La visite de Niamey apparaît, elle, comme l’un des moments les plus sensibles de cette tournée. Selon les informations disponibles, les discussions entre Romuald Wadagni et le général Abdourahamane Tiani devraient porter sur plusieurs dossiers majeurs : la coopération sécuritaire, la réouverture de la frontière terrestre entre le Niger et le Bénin, le fonctionnement du corridor d’exportation pétrolière Niger–Bénin, les échanges commerciaux ainsi que les mécanismes de consolidation des relations diplomatiques.
Les relations entre Cotonou et Niamey se sont fortement dégradées après les événements politiques survenus au Niger en juillet 2023, avec des répercussions sur la circulation des personnes, le commerce transfrontalier et les projets économiques communs. Le déplacement du président béninois pourrait donc constituer un signal d’apaisement dans une crise qui pèse sur les deux pays.
Investi le 24 mai 2026 à Cotonou, Romuald Wadagni avait déjà laissé entrevoir sa volonté de renouer le dialogue avec les États voisins du Bénin.
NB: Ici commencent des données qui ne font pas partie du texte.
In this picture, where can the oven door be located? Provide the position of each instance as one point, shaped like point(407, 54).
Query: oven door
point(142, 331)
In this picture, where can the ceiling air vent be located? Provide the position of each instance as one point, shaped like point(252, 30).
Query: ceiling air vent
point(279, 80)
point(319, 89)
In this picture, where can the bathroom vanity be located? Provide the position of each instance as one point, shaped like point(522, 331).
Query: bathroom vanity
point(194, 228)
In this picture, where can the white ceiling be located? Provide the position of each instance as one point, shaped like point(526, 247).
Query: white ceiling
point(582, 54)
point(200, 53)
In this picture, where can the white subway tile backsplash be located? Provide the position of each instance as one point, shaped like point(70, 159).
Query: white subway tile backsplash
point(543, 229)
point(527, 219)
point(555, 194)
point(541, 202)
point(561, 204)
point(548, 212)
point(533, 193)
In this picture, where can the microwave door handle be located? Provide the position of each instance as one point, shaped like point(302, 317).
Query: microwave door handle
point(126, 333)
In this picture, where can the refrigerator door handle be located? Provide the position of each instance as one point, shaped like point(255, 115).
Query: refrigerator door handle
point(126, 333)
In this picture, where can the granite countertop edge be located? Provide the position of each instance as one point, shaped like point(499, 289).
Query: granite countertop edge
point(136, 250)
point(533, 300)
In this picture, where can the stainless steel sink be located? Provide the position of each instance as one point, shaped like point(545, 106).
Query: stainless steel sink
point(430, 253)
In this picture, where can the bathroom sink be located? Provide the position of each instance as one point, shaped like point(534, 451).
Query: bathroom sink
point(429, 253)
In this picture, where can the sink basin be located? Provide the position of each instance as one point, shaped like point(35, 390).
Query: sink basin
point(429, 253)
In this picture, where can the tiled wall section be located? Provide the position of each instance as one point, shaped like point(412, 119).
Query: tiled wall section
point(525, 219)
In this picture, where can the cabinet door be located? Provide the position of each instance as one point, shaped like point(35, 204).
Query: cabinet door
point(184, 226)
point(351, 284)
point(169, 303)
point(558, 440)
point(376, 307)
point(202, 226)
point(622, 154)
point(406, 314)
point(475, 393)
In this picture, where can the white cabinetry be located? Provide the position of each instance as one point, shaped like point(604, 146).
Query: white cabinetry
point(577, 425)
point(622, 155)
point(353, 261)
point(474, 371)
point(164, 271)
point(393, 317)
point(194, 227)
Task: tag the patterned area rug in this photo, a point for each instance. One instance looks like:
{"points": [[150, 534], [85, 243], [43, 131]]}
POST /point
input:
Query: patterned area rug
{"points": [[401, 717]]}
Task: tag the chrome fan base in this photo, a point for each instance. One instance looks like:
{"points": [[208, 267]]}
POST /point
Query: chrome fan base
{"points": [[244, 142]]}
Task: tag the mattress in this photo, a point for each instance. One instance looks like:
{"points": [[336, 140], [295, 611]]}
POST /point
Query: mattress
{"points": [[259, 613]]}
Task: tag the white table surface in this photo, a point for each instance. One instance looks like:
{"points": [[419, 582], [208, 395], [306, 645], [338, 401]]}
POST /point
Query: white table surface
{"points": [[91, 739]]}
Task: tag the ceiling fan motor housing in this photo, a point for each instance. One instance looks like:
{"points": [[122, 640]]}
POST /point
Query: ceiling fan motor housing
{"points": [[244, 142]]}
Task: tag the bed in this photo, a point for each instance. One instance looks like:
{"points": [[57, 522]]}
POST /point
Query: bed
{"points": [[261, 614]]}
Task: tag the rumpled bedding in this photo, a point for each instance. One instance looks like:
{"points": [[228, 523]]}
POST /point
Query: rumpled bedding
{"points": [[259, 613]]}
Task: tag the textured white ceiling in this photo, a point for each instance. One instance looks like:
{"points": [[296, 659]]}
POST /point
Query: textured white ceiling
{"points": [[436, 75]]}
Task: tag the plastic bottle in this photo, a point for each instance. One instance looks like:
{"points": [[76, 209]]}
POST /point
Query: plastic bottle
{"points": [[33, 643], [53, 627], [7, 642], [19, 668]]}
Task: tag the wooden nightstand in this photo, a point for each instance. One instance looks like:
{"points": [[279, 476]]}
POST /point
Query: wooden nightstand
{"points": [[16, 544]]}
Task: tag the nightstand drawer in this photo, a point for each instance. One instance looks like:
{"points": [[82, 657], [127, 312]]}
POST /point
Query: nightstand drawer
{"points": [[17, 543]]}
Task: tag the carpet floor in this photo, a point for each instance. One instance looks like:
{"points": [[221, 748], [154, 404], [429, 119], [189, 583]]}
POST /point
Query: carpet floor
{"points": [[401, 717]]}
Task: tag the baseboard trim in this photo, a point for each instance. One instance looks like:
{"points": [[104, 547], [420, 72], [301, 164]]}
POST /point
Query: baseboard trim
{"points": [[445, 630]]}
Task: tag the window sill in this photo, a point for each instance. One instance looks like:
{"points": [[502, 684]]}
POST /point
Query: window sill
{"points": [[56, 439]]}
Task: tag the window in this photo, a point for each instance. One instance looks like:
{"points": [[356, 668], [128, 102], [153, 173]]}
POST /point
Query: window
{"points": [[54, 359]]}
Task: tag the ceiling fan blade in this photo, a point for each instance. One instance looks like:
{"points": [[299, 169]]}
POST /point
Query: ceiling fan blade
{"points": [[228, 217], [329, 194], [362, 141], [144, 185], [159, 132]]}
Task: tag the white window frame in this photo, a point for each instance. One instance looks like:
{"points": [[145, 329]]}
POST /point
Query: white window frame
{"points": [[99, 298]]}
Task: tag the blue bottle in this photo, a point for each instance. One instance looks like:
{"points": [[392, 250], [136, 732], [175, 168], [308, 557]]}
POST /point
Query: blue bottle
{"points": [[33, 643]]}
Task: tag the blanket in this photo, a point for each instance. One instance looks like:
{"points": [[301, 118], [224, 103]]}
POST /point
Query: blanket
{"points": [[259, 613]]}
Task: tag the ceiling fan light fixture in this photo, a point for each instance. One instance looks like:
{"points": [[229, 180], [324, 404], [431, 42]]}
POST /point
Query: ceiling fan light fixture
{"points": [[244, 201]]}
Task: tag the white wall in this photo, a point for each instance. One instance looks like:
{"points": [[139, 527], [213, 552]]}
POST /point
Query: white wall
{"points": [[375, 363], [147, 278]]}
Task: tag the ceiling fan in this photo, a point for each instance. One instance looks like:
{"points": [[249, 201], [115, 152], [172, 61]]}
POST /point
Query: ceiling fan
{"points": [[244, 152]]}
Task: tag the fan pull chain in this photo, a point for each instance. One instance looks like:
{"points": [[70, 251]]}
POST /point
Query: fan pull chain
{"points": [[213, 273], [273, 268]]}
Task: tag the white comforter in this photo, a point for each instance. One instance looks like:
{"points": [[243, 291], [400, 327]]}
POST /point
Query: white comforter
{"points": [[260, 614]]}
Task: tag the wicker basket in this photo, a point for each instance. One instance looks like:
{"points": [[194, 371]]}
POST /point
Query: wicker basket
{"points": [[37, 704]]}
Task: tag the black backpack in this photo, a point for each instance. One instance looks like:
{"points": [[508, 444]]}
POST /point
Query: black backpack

Plusieurs pays de la sous-région avaient d’ailleurs dépêché des délégations de haut niveau à son investiture, dont le Niger, représenté par son Premier ministre Ali Lamine Zeine, ainsi que le Burkina Faso et le Mali, représentés par leurs ministres des Affaires étrangères.
À travers cette première séquence diplomatique régionale, le nouveau président béninois cherche à ouvrir une phase de normalisation progressive avec les pays de l’Alliance des États du Sahel, tout en préservant les intérêts économiques et sécuritaires de Cotonou. La portée réelle de cette initiative dépendra toutefois des engagements qui sortiront des échanges prévus à Ouagadougou et à Niamey.